Nadja Küchenmeister: Unter dem Wacholder

Mashup von Juliane Duda zum Buch von Nadja Küchenmeister: Unter dem Wacholder

Küchenmeister-Unter dem Wacholder

REISE ZUM MOND

wir fahren weg. vergessen einfach, was gewesen ist.
auch das polierte klingelschild? auch das. wir pumpen
uns die lungen voll mit sauerstoff. wir lassen uns

vom hellen gleißen einer maisonne verschlingen…
wir gehen schwimmen, nackt. wir essen wenig,
aaaaasprechen
nicht, und was uns aus den wipfeln der kastanie
aaaaaanrauscht

erreicht uns unterhalb des kinns. wir gleiten in den lauen
frühlingsabend, der seine wärme nicht entlassen will. wir
träumen wachsam und wir bleiben wach, wenn unsre träume

in den kehlkopf ziehen. die sterne zittern nach in ihrer fassung.
wir sehen auf dem mond das sonnenlicht. wir werden blind. wir
wissen nicht, ob wir gestorben oder nur unermesslich traurig sind.

 

 

 

„Steh auf und iss!“, sagt der Engel

zum Propheten Elia, als dieser sich in der Wüste unter einen Wacholder legt, um zu sterben. In den neuen Gedichten von Nadja Küchenmeister, die an den Kern einer tief verborgenen Traurigkeit rühren und zugleich von einer Sehnsucht nach dem Hellen getrieben sind, lebt diese Mahnung fort. Und so macht sich die Schriftstellerin erneut auf die Suche nach der verlorenen Zeit. Jede Nacht birgt einen Abgrund, jeder Morgen ist ein Versprechen.
Mit sicherem Gespür für das treffende und klare Bild gelingen Nadja Küchenmeister kurze Momentaufnahmen des Glücks ebenso wie weite erzählerische Bögen. Mit wunderbarer Detailgenauigkeit, mal innig und zart, dann wieder herb und lakonisch, geht sie den Spuren ihrer Herkunft nach, schreibt die Geschichte der Liebe fort und beleuchtet fremde Schicksale. Ihre einprägsame, melodische Sprache lockt abgesunkene Bilder und Töne hervor und verwebt sie zu einem furiosen Gesang über Leben und Tod.

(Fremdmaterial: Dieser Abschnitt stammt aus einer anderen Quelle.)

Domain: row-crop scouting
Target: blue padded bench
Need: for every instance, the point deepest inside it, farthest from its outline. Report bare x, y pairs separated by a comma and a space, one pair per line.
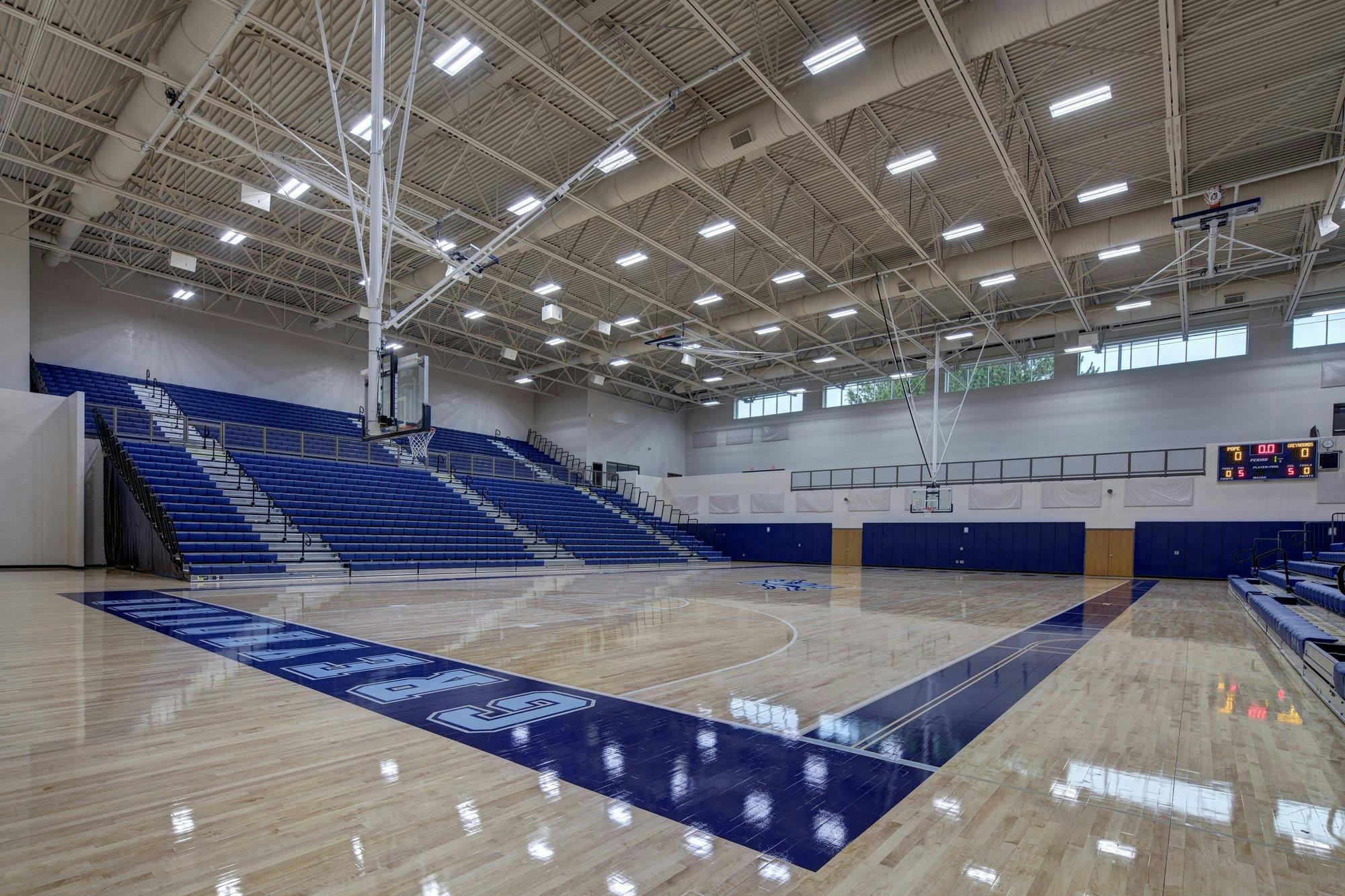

Schöffling Verlag, Ankündigung

 

Komm auf die totgesagte Datsche und schau

– Erinnerung sprich: Nadja Küchenmeister wandelt in ihrem neuen Band auf den Traumpfaden Stefan Georges. –

Es gibt eine wunderbare Platte von Peter Licht. Ihren Titel Melancholie und Gesellschaft hat der Kölner Popsänger dem Kulturgeschichtsklassiker von Wolf Lepenies entnommen. Die Melancholie ist hier ein produktiver Zustand gesteigerter Reflexion. In Lichts „Heimkehrerlied“ heißt es:

Und zu Haus da winkt ein Depp
Aus deinem Haus heraus
Winkt genau mit deinem Winken
Trägt deine Hemden, deine Hosen
Schnibbelt hilflos an den Rosen

Vergangenheit und Gegenwart werden bis zur Selbstauflösung überblendet; der kleine Junge und ein alter Mann, ein Vater oder Großvater, spiegeln sich ineinander. Das innerlich zutiefst Vertraute des Heimatortes bringt zugleich die unüberwindbare Distanz zwischen Einst und Jetzt zu Bewusstsein.
In vielem hat die Popmusik heute die Funktion übernommen, die einst Gedichte hatten (deren Vertonungen als Kunstlied so etwas wie die Popmusik des 19. Jahrhunderts waren). Nadja Küchenmeister nimmt in ihren Gedichten beides auf: lyrics und Lyrik. Stefan George und Rainer Maria Rilke dienen ebenso selbstverständlich (und selbstbewusst) als Bezugspunkte wie Terry Jacks’ Welthit „Seasons in the Sun“, der – eine Adaption von Jacques Brels „Le Moribond“ – die Abschiedsworte eines Sterbenden wiedergibt: „Goodbye Papa, it’s hard to die…“
Gleich am Anfang des neuen Gedichtbands der 1981 geborenen Berlinerin steht der Jahreszeitenzyklus „der tod im traum“, der Terry Jacks’ Verse zum Motto nimmt. Im strengen Rhythmus und mit georgianischer Kleinschreibung verbinden sich Kindheitserinnerungen mit Szenen aus einem Kranken-, ja, so darf man annehmen, Sterbelager:

(…) wadenwickel. kalte lappen. die väterliche hand
auf deinem haar. meine gedanken sind nicht sehr gesund.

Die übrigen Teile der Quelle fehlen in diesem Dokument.